自支撑MPx（M=Co、Se）纳米线阵列的可控构筑及其储钠性能研究

Phosphorus shows the highest theoretical storage capacity and low oxidation reduction potential, which is an extremely potential anode material for sodium-ion batteries (SIBs). However, the low capacity and poor cycle performance due to the insulation and the huge volume changes of phosphorus during cycling hinder its large-scale application in sodium-ion batteries. To solve these problems, this project intends to employ the chemical combination of Co/Se and P to construct self-supported MPx (M=Co, Se) nanowire arrays with strong expansion resistance and high carrier mobility for sodium storage. The relationships of MPx component and sodium storage will be investigated to reveal the key factor for the electrochemical performance of phosphorus-based anode materials.
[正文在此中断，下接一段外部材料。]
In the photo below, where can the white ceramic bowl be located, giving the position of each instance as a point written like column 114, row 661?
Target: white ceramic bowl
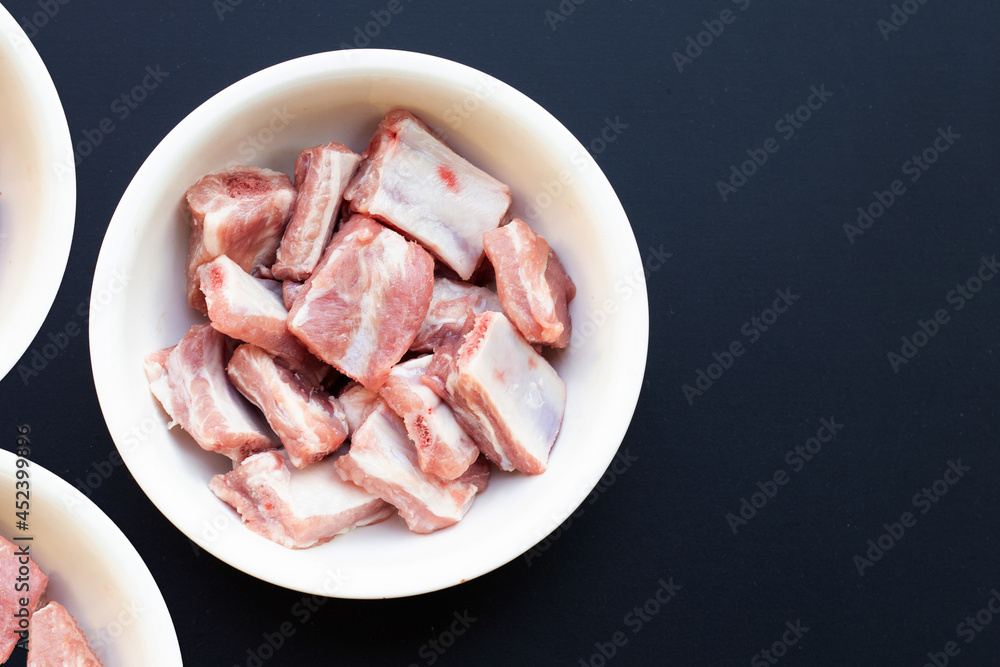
column 266, row 119
column 38, row 186
column 93, row 570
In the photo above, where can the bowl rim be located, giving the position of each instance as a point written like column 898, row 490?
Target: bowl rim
column 57, row 152
column 337, row 64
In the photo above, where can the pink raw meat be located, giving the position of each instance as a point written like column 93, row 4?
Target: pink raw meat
column 534, row 288
column 240, row 212
column 383, row 461
column 453, row 305
column 411, row 180
column 443, row 448
column 358, row 403
column 321, row 176
column 506, row 395
column 309, row 422
column 252, row 310
column 57, row 640
column 296, row 508
column 190, row 381
column 363, row 306
column 13, row 587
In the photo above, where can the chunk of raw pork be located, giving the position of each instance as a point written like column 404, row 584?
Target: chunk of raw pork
column 413, row 181
column 362, row 308
column 454, row 304
column 13, row 628
column 252, row 310
column 478, row 473
column 506, row 395
column 190, row 382
column 443, row 448
column 534, row 288
column 297, row 508
column 240, row 212
column 383, row 461
column 309, row 422
column 57, row 640
column 357, row 403
column 321, row 176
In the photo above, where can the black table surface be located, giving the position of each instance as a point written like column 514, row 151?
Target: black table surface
column 813, row 187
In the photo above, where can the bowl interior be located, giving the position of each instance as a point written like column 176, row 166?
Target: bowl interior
column 139, row 305
column 37, row 192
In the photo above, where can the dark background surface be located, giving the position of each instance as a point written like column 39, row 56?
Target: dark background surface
column 826, row 357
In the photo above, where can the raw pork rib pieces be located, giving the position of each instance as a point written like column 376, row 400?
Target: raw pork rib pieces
column 252, row 310
column 308, row 420
column 321, row 176
column 506, row 395
column 57, row 640
column 478, row 474
column 363, row 306
column 443, row 448
column 240, row 212
column 190, row 381
column 414, row 182
column 383, row 461
column 534, row 288
column 289, row 290
column 453, row 305
column 10, row 597
column 296, row 508
column 358, row 403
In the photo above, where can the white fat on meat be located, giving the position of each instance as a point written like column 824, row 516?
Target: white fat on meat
column 443, row 448
column 58, row 641
column 297, row 508
column 357, row 403
column 321, row 176
column 309, row 421
column 506, row 395
column 413, row 181
column 240, row 212
column 10, row 597
column 383, row 461
column 253, row 310
column 190, row 382
column 454, row 304
column 362, row 308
The effects of MPx structure on sodium storage will be studied to exhibit the relationships between the microscopic structures of MPx nanowires array and the kinetics of sodium embedded, expansion/fall off and the stability of SEI. This study will provide powerful experimental basis and theoretical guidance for the design and preparation of phosphorus-based anode materials by understanding their sodium storage behavior.

磷（P）具有最高的理论储钠容量与较低的氧化还原电位，是一种极有潜力的钠离子电池负极材料。但因其导电性差和充放电时体积形变量大导致的电池容量低和循环性能差等问题阻碍了它的规模化应用。针对这些问题，本项目拟利用钠离子迁移率高、导电性良好的Se和导电率高、无体积形变的Co与P化合，构筑抗形变负荷能力强、载流子迁移率高的自支撑金属磷化物MPx（M=Co、Se）纳米线阵列并研究其储钠性能。考察MPx组成成分与储钠性能间的关系，揭示影响磷基负极材料电化学性能的关键要素；研究MPx结构对储钠性能的影响，揭示MPx纳米线阵列微观结构与嵌钠反应动力学、体膨胀/破裂脱落、SEI稳定性之间的关系。本研究将深入理解磷基负极材料的储钠行为，进而为设计与制备高效的磷基钠离子电池负极材料提供有力的实验依据和理论指导。

磷（P）具有最高的理论储钠容量与较低的氧化还原电位，是一种极有潜力的钠离子电池负极材料。但因其导电性差和充放电时体积形变量大导致的电池容量低和循环性能差等问题阻碍了它的规模化应用。针对这些问题，本项目利用钠离子迁移率高、导电性良好的Se和导电率高、无体积形变的Co与P化合，构筑抗形变负荷能力强、载流子迁移率高的自支撑金属磷化物MPx（M=Co、Se）纳米线阵列并研究其储钠性能。研究结果表明，微观结构、尺寸效应对无电化学活性的金属与磷化合形成的MPx纳米线储钠性能的影响较大，元素键合作用可用于改善由活性金属与磷化合形成的MPx纳米线储钠性能。本项研究为后续获得长循环寿命、高功率钠离子电池的研究探明了方向。